Tag Archives: fast food challenge

Baked Baby Snapper with Fresh Herbs


My fast food home made challenge has begun again with the boys and this is my first effort!

Fish and chips are a favourite but not not terribly healthy and certainly not gluten free.

I have oven baked the fish with absolutely no fat, used gluten free breadcrumbs flavoured with herbs and the freshest of fish from our local fishmonger, baby snapper caught in Western  Australia.

This recipe works with any white fish fillets, just adjust the cooking time accordingly.

I have mentioned before but, here I go again………gluten free bread costs a fortune so buy it when it’s on special or reduced and crumb it in your food processor, don’t cut off the crusts, keep them on and even consider using rolls! These breadcrumbs are from 3 gluten free rolls.

Serve with home made wedges and a squeeze of  lemon.

Serves 6.


800g- 1kg fish fillets, around 12 baby snapper fillets

250g fresh gluten free breadcrumbs

A few sprigs of fresh parsley

A handful of fresh oregano

Salt and freshly ground pepper

2 eggs, beaten


Pre heat the oven to 200 degrees Centigrade. Line 2 baking sheets with baking parchment.

Combine the breadcrumbs, parsley, oregano, salt and pepper in a bowl.

Take each fish fillet, dip into the egg and then into the breadcrumbs.

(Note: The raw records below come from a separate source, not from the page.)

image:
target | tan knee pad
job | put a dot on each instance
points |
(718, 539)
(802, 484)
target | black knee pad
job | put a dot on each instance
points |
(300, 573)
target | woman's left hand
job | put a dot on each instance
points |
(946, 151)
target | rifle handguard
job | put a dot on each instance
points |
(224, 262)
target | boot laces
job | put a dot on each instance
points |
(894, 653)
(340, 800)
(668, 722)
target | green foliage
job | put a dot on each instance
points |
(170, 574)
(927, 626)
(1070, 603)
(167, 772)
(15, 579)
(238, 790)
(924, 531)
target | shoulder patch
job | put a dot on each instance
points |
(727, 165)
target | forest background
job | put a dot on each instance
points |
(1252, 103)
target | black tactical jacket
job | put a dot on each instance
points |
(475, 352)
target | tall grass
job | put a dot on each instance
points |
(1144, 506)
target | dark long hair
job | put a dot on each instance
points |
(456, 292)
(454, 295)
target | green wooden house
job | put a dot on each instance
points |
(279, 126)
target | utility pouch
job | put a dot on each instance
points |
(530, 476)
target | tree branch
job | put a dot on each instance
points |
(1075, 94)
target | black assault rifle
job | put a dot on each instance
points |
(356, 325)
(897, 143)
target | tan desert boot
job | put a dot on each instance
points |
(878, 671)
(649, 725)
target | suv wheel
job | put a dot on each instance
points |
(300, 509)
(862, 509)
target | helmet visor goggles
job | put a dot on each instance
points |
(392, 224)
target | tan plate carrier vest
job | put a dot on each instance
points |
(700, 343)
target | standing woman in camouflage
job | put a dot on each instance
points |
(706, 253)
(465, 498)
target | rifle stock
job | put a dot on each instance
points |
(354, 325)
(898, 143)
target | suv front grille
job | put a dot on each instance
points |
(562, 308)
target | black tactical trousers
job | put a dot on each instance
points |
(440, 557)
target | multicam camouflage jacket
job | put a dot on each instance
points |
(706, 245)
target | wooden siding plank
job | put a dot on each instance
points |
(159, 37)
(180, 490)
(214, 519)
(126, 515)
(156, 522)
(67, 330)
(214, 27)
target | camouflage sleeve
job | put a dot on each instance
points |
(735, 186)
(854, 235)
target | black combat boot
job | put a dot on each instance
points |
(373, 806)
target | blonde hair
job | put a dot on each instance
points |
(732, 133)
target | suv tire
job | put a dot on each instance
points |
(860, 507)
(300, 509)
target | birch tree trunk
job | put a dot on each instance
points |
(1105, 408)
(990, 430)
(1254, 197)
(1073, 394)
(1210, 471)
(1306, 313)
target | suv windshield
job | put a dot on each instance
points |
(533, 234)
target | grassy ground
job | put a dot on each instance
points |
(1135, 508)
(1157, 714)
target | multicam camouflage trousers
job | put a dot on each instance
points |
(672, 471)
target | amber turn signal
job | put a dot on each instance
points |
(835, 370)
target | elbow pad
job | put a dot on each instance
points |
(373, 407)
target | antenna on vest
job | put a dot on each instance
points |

Lay onto the baking sheet and repeat with the remaining fillets.

Bake in the oven for 7-10mins, for baby snapper, larger fillets may take a little longer.

Parmesan Coated Fish Burger


These fish morsels did not last! 

My take on the ever popular fish in a bun, the boys had theirs stacked high in sourdough rolls. For the gluten free option, I had mine with a side salad and smashed garlicky potatoes, yummy!

Serves 5.


500g white small fish fillets, I use baby snapper

120g freshly grated Parmesan cheese

60g cornflour

2 eggs, beaten

freshly ground white pepper

vegetable oil to fry


Take the fish and cut away the small dark area at the base of the fillet, this will give you a large piece and a small piece.

In a bowl combine the Parmesan and cornflour with a little pepper, no salt as the cheese will have enough.

Dip the fish into the egg and then into the cheese mix, coating well, set aside while you prepare the rest of the fish.

Pour enough oil, just to cover the base of the pan, heat until hot.

Gently pop the fish in, you might need to do two of three batches, depending on your pan size.

Allow to cook for 1-2 mins until golden and then flip over and cook the other side.

Set aside on kitchen towel to drain while you cook the rest of the fish.

Serve in rolls or with side salad and smashed potatoes.